CVFeb 10, 2020

Self-Supervised Linear Motion Deblurring

arXiv:2002.04070v135 citations
AI Analysis

This addresses the difficulty of obtaining paired training data for deblurring, which is a problem for computer vision applications like object recognition.

The paper tackles the problem of motion deblurring in images by proposing a self-supervised method that learns from real-world blurry sequences without sharp image pairs, achieving visually compelling results.

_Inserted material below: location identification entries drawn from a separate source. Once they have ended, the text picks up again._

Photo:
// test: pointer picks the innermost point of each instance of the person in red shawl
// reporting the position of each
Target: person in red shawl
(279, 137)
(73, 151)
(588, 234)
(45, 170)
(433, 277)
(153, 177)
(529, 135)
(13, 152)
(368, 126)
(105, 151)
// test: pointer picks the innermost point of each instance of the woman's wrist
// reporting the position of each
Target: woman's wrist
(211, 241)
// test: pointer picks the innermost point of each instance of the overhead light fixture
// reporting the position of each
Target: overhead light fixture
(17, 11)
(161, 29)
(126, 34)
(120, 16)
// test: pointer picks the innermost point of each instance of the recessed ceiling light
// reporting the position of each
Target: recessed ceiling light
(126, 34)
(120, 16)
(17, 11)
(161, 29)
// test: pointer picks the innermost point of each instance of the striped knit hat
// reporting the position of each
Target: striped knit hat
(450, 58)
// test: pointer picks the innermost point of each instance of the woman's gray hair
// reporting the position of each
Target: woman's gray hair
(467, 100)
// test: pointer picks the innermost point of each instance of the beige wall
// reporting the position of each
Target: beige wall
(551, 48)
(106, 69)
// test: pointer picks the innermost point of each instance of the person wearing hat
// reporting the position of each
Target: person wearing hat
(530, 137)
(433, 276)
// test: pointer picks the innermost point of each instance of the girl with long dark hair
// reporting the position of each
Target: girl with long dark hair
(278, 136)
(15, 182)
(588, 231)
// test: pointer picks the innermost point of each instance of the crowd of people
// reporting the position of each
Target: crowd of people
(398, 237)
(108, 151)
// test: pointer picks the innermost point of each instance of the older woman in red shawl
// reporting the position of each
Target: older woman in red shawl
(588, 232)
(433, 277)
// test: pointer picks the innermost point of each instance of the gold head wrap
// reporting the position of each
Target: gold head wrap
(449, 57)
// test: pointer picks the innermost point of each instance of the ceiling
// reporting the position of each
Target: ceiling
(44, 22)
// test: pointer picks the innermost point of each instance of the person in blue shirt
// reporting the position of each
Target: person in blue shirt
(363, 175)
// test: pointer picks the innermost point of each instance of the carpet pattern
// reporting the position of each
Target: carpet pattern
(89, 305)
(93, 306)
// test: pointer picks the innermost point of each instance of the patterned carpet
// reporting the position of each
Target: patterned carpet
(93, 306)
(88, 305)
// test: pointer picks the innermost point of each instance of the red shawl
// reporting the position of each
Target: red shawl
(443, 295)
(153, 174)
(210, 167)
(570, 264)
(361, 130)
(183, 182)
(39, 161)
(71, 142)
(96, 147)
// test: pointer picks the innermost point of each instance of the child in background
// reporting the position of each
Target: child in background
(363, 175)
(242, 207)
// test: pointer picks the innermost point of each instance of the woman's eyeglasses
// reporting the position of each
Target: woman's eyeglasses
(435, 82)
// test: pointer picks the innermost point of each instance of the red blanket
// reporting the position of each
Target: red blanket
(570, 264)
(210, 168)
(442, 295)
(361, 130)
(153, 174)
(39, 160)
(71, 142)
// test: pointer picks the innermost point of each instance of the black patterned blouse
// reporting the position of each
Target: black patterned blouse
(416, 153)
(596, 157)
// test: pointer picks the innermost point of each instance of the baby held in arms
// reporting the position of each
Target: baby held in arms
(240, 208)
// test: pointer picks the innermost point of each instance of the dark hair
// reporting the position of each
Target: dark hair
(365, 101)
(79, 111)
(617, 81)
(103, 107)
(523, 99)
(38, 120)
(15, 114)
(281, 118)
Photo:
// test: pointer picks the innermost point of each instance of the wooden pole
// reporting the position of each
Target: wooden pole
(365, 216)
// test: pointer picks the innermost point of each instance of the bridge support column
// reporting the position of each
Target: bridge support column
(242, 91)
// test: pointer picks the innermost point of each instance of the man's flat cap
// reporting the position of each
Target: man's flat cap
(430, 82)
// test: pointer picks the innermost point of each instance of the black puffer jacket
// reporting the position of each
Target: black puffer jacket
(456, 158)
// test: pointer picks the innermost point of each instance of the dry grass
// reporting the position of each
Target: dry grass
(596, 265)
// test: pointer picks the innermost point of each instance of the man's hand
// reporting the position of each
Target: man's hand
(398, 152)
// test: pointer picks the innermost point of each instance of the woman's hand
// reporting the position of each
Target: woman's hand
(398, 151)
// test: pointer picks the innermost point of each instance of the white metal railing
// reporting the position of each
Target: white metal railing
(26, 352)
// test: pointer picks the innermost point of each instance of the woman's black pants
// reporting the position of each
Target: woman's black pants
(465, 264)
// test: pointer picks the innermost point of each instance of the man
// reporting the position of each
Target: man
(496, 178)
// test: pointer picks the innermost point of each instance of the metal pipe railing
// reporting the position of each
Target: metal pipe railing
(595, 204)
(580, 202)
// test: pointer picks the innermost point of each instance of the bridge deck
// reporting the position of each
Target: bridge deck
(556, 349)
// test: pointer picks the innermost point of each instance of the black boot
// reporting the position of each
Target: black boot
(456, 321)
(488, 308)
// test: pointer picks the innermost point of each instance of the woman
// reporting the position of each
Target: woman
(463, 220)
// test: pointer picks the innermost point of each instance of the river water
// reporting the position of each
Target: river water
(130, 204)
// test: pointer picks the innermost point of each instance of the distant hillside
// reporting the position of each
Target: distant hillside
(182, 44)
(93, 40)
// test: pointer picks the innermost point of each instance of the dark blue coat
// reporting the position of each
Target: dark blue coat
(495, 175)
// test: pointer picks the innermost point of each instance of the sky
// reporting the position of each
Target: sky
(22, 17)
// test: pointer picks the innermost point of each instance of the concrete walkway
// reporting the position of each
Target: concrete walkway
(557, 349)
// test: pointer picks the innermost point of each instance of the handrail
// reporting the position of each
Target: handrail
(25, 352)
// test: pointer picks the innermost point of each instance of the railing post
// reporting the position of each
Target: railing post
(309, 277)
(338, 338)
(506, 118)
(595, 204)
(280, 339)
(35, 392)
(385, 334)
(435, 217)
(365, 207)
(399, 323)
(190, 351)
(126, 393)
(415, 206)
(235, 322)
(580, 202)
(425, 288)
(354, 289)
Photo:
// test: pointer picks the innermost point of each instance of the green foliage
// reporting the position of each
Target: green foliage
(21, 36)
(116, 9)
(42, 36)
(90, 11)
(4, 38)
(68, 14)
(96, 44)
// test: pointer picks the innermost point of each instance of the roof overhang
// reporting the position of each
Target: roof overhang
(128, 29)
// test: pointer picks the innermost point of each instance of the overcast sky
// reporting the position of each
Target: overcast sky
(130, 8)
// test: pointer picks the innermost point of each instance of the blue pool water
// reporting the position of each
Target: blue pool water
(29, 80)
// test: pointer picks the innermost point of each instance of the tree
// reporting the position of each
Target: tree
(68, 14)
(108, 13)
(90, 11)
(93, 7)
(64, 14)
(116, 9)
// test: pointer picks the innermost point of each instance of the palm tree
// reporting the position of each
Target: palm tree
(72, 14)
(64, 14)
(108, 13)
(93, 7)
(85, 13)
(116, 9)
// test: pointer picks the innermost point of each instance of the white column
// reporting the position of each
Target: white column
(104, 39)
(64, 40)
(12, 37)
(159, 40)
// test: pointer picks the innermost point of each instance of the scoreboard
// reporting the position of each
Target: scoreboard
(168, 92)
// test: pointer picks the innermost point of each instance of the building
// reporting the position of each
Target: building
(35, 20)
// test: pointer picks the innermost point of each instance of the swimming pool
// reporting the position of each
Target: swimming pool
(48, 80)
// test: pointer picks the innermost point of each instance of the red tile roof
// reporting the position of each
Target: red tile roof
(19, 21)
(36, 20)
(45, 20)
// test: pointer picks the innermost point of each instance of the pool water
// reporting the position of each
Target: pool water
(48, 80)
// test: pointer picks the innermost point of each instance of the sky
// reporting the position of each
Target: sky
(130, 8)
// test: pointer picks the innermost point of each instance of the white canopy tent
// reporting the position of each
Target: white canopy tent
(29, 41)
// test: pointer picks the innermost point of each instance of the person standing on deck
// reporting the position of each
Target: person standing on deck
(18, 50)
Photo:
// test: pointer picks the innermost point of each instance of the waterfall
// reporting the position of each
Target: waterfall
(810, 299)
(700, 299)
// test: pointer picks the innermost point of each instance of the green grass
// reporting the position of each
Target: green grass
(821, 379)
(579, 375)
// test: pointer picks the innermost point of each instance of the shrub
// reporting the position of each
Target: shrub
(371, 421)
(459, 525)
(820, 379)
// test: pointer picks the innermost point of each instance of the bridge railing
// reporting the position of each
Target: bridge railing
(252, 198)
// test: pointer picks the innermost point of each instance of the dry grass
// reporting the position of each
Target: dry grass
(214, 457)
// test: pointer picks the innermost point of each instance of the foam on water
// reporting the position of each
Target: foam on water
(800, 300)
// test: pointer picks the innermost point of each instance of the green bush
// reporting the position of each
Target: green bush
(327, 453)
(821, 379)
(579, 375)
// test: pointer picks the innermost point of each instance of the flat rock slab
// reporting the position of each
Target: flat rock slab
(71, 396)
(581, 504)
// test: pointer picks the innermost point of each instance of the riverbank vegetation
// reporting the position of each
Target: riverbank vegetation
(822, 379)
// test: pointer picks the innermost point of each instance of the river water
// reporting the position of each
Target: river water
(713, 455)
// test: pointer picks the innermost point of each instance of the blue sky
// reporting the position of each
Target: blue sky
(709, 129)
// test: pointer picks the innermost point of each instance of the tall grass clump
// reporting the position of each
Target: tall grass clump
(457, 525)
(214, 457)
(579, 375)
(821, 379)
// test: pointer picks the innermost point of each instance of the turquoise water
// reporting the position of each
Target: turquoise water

Motion blurry images challenge many computer vision algorithms, e.g, feature detection, motion estimation, or object recognition. Deep convolutional neural networks are state-of-the-art for image deblurring. However, obtaining training data with corresponding sharp and blurry image pairs can be difficult. In this paper, we present a differentiable reblur model for self-supervised motion deblurring, which enables the network to learn from real-world blurry image sequences without relying on sharp images for supervision. Our key insight is that motion cues obtained from consecutive images yield sufficient information to inform the deblurring task. We therefore formulate deblurring as an inverse rendering problem, taking into account the physical image formation process: we first predict two deblurred images from which we estimate the corresponding optical flow. Using these predictions, we re-render the blurred images and minimize the difference with respect to the original blurry inputs. We use both synthetic and real dataset for experimental evaluations. Our experiments demonstrate that self-supervised single image deblurring is really feasible and leads to visually compelling results.